The description on the sex scenes are quite graphic and vivid, and are prone to create all sorts of awkward feeling to some of the readers. They involve pain and different rituals. But it’s more than that, the characters seem to expect nothing out of life — everything seems to be a-sentimental, amoral and all in the name of personal and instant satisfaction. Hence, the negative criticism I read on the Internet.

For me, Snakes and Earrings is refreshingly unconventional, as good books often are.

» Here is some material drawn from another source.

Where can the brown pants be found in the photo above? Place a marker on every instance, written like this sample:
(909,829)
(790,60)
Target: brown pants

The book’s focus seems to be more on the characters rather than on the plot and it seems to depict certain aspects of Japanese contemporary youth, even though that probably wasn’t the author’s intention. ”Some people were saying things I had never thought of, and there were some who saw things completely differently from what I had intended,” Hitomi Kanehara said to The New York Times. ”These are all different ways of looking at the novel. It was interesting, even the misunderstandings.”

In the late 1980s, there was an economic bubble in Japan, which collapsed in early 1992. Japan was much different after that. Set in the 2000s, Snakes and Earrings is a story of the Japanese generation who has always been used to the difficulties in life, contrarily to their parents, who lived in a prosperous country. A story of a youth with no expectations. Snakes

Snakes and Earrings won the Akutagawa Prize, in 2004, the top Japanese literary award. “A radical depiction of our time,” described the famous author Ryu Murakami, who was part of the jury.